In the architects’ own words, “proposing a new relationship with the river and the wider world, the Museum is a powerful yet sensitive and low-slung building that explores the convergence of contemporary art, architecture and technology.”
The maat building was designed to blend structure and landscape and to allow people to walk over, under and through it, or along the riverside. Its roof, conceived as a public space, gives access to the city through a footbridge overpassing the railway, and offers unforgettable views of both Lisbon and the River Tagus.

Composed of almost 15,000 three-dimensional tiles, maat’s south façade captures the natural light, creating patterned reflections that change seasonally and according to the time of the day.

The interior was conceived as an extension of the public realm. With 3,000 square metres of exhibition area, the spaces are designed to articulate organically, allowing uninterrupted circulation through differently scaled volumes and reconfigurable functions. The waterfront is so essential to the project that the design found a way to reflect it inside: the overhanging roof that provides a welcome shade draws the sunlight bouncing off the water through skylights and into the building.

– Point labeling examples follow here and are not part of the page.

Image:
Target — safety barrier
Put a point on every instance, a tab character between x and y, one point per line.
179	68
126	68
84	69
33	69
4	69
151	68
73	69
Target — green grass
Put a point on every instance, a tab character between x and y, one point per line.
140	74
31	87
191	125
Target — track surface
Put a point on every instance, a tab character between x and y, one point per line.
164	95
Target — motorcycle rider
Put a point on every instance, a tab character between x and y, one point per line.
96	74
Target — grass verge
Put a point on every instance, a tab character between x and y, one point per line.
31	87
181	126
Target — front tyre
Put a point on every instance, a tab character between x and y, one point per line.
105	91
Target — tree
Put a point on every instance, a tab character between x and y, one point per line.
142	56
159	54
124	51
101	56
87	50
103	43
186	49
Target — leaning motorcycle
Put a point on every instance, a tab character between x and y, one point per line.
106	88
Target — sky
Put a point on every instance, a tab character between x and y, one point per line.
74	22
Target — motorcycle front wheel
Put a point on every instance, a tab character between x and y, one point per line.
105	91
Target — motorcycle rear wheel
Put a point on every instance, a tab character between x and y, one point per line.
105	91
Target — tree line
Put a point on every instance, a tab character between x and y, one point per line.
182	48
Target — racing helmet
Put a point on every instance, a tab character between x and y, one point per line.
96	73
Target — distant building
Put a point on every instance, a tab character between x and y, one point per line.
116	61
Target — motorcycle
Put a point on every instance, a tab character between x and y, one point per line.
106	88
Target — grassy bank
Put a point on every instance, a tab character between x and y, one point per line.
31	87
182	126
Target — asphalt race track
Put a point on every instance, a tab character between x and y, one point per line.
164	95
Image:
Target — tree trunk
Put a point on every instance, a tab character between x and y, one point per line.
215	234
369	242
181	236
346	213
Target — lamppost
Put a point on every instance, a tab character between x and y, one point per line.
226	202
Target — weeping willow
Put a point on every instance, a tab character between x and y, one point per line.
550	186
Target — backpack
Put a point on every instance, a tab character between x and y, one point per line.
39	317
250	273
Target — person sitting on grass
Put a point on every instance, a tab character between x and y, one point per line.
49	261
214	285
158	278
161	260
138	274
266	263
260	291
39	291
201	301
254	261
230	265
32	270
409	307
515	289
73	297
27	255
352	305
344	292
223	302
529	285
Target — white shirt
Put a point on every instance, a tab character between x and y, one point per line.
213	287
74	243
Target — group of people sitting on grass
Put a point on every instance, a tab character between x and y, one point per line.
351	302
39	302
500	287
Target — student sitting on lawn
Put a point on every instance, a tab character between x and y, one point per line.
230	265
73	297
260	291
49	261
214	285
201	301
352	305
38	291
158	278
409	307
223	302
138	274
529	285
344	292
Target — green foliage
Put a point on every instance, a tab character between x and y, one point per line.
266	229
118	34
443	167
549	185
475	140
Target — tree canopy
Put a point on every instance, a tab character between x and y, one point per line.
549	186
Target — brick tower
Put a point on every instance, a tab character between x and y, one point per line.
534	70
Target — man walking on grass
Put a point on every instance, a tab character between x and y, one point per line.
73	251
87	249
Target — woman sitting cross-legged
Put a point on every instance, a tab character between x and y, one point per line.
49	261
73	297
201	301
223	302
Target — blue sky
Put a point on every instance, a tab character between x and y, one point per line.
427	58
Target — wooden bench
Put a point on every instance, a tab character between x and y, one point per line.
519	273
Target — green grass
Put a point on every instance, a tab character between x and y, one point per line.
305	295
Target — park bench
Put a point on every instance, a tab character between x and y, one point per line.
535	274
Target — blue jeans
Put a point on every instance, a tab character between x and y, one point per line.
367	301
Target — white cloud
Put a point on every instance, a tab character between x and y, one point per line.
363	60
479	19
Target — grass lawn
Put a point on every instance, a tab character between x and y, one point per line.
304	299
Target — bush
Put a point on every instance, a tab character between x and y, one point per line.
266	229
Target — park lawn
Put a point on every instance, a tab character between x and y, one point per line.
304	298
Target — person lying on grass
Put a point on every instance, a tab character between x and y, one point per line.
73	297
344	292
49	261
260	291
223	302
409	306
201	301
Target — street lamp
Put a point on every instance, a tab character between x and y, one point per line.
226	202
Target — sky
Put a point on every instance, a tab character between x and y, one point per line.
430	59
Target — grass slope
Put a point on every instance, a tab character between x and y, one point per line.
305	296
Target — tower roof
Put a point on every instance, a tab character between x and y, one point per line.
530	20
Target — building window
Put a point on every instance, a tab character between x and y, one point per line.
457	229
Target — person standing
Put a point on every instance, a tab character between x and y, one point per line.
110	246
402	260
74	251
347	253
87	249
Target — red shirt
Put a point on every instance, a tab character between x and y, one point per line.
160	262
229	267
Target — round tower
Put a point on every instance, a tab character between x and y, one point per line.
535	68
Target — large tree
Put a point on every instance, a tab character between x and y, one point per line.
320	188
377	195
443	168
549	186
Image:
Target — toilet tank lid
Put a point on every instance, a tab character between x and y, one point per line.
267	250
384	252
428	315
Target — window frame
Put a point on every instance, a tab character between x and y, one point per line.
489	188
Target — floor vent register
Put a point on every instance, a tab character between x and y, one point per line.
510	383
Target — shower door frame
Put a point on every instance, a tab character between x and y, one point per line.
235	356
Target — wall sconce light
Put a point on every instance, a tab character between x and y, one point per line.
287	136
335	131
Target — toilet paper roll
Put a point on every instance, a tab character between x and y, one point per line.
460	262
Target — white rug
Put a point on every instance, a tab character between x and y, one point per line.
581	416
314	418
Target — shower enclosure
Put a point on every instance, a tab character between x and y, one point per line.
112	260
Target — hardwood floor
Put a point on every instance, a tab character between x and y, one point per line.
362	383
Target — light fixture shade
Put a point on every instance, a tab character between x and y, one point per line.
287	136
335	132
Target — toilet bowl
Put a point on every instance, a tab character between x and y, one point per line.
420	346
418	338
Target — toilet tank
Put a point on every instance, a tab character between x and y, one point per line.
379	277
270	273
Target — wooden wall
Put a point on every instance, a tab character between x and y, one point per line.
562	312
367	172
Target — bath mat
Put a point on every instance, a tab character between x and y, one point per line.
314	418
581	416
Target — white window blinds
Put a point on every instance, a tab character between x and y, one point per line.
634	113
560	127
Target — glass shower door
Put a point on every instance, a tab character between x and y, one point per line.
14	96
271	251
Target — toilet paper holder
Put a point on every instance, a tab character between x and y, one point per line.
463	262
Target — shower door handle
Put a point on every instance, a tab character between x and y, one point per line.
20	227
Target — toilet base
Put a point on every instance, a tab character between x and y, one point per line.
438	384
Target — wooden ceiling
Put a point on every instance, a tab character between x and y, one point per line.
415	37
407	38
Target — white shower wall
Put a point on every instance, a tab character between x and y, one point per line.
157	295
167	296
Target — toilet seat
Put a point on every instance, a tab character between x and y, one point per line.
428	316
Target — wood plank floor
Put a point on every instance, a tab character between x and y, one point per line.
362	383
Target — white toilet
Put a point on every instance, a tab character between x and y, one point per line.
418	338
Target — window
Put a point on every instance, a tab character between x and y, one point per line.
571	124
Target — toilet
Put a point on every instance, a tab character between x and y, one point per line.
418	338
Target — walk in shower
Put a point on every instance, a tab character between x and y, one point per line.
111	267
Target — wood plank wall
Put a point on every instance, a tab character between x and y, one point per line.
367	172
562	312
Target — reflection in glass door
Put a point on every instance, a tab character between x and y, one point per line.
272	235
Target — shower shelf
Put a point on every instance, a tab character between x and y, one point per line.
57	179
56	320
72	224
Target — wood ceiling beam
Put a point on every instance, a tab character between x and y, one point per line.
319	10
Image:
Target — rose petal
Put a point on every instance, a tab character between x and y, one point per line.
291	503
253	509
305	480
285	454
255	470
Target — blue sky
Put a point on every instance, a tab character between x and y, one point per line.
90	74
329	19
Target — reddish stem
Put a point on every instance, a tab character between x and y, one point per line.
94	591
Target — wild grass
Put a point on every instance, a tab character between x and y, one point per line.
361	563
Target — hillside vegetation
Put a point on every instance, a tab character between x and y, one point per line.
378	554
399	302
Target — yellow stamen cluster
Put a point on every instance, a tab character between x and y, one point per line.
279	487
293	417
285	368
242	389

AL_A architecture studio was founded in 2009 by the RIBA Stirling Prize-winning architect Amanda Levete with Ho-Yin Ng, Alice Dietsch and Maximiliano Arrocet.

Gardens

gardens
Photography: Miguel Baltazar

The EDP Foundation campus and its buildings — maat and Central — are connected by a landscape project designed by Lebanese architect Vladimir Djurovic, offering an outstanding, free-access leisure space along Lisbon’s historic riverfront.

At a length of about 225 metres and an average width of 100 metres, the project makes reference to the riparian forests found in certain areas of the River Tagus and aims to highlight their inherent nature and characteristics through its contrast with the surrounding rich and varied vegetation. On the north side, the landscaping is reinforced by gentle mounds and dense tree vegetation to mute the noise of road and train traffic.

On the river side, a gravel beach punctuated by trees and benches made of tree trunks and placed in a seemingly random way favours permanence and relaxation, as does the open plaza with granite benches.

The core of the project consists of an area of mixed flowering meadow with scattered trees and a foot path paved in granite blocks that connects to the adjacent west parking. Located between the beach and the wooded spaces, this area accentuates the distinctive character of the two gardens, adds biodiversity to the space and simultaneously serves an educational purpose.

The gardens are home to two permanent installations: Placed on Either Side of the Light (1999) by Lawrence Weiner and Central Tejo (2018) by Pedro Cabrita Reis. In addition, the outdoor area hosts temporary art interventions and public programmes organised throughout the year.